Short Message Service (SMS) has become a dominant mode of communication in today’s world. One article describing SMS begins with the comment: “Just when we’re finally used to seeing everybody constantly talking on their cell phones, it suddenly seems like no one is talking at all. Instead, they’re typing away on tiny numerical pads, using their cell phones to send quick messages. SMS, or text messaging, has replaced talking on the phone for a new ‘thumb generation’ of texters.”
Without a doubt text messaging is a very convenient tool to relay information quickly, even to a number of recipients. It seems to have significantly increased our capacity to connect with other people. I, for one, am enjoying the convenience of being able to communicate to church leaders through a text message “blast.” In emergencies, it can be an extremely useful tool.
Yet, with all its convenience, I just wonder whether we really have become better at connecting—really connecting—with one another. Because oftentimes what can be observed seems to be more virtual connection—simply the appearance of connecting—rather than authentic personal connecting. For all the passing of information via texting, often it has a very impersonal feel to it. We can easily hide behind the text message and avoid the personal face-to-face (or voice-to-voice) interaction. Indeed, we hardly are “talking at all.”
Perhaps this virtual connection may also make us quite lax in our commitments. It could make it easier for us to flake out on (or ease the guilt of being late for) our appointments. We simply send an impersonal text message. And we assume that takes care of the real responsibility of doing our best to actually show up or be on time. Having to actually talk with the person you stood up would make it more difficult, wouldn’t it?

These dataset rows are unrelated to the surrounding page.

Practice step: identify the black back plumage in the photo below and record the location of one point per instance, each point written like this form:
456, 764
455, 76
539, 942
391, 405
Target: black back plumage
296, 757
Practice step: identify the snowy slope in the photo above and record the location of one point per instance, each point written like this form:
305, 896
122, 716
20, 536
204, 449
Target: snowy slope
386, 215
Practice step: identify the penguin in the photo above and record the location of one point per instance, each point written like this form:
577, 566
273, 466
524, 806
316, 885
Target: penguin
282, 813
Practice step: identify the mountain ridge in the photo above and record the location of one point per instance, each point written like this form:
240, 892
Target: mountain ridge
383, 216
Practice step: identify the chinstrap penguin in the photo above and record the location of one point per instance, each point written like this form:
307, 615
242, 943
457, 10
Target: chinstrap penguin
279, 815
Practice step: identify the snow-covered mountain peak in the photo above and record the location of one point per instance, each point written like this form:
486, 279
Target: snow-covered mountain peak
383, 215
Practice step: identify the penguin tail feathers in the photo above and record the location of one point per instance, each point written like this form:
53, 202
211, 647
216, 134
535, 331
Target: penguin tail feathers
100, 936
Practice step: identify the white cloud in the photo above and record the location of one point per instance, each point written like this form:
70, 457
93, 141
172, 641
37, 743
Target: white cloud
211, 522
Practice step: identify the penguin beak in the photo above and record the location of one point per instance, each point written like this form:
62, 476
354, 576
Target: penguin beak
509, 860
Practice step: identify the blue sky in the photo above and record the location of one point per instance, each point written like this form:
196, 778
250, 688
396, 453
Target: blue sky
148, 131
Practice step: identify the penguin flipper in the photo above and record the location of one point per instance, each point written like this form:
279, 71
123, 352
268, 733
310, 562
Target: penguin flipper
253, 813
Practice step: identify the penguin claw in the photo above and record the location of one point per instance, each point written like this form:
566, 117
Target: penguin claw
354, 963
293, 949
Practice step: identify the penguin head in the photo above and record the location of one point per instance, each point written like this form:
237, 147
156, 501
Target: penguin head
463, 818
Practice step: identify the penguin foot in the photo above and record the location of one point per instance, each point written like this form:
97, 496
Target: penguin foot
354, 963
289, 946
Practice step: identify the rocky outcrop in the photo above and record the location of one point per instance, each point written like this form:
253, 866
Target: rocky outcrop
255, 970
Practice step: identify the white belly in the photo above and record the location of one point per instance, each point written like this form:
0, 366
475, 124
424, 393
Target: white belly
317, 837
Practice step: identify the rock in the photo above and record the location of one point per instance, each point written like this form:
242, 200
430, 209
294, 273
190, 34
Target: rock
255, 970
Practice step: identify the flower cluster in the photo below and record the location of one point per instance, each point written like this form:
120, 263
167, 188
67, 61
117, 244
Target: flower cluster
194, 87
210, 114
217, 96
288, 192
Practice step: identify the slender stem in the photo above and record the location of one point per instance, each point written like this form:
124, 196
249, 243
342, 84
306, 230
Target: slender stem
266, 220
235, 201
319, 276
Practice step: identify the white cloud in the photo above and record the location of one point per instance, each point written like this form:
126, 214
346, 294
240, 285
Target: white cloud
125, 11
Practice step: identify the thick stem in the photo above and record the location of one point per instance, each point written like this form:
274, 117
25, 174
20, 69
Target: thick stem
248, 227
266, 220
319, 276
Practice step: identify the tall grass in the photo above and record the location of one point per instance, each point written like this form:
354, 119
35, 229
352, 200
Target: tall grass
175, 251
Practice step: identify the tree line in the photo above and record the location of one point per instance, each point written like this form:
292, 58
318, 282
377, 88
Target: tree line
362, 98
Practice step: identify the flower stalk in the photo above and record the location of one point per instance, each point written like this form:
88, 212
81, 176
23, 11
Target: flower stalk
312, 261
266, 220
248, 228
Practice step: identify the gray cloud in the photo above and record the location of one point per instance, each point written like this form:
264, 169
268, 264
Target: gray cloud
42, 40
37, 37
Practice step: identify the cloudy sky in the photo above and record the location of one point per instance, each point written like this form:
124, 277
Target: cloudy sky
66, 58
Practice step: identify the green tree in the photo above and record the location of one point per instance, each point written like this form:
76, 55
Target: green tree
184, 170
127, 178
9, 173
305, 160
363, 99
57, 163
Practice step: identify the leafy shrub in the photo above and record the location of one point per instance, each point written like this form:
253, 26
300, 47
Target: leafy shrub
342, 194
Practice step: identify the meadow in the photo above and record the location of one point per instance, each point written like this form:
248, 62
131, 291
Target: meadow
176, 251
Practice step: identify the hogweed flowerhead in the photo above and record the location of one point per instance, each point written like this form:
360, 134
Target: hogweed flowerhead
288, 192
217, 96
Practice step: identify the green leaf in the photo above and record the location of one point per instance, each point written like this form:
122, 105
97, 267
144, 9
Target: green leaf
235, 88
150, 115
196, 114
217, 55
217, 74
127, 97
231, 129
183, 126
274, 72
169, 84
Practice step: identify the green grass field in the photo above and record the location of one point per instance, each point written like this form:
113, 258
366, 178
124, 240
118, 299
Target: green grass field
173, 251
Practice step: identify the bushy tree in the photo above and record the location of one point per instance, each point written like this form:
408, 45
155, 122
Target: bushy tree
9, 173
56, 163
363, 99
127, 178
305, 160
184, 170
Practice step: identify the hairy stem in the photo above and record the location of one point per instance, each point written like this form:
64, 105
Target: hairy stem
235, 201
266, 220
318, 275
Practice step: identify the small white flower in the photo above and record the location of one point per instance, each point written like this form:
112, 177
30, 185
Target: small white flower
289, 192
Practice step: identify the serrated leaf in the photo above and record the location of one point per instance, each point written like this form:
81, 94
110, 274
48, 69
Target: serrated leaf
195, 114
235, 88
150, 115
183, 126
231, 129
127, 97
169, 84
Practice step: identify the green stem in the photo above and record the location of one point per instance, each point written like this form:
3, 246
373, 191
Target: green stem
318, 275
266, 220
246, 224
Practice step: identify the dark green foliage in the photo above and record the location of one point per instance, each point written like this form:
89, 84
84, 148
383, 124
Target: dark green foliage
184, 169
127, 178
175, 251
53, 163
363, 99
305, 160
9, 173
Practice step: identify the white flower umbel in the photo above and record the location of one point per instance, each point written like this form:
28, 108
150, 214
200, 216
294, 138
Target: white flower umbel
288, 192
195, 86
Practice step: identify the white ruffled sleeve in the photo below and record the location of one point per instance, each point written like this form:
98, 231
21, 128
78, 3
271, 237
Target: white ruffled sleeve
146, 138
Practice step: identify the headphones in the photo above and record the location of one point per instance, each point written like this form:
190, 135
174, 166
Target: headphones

Text messaging too often is allowed to get in the way of one’s being “present” with the persons one is with. Communication and connection between people who are physically together can often be compromised because one or the other (or both) is not giving one’s full attention as one is having a text conversation with someone elsewhere. A New York Times article, for example, refers to the rampant issue of students’ inattention in class because they are engaged in text messaging.
The problem, of course, is not text messaging itself but the human tendency to misuse and abuse a good thing. Text messaging has its place in human communication. We only need to learn to use it responsibly and with maturity, and not allow it to take the place of personal interaction.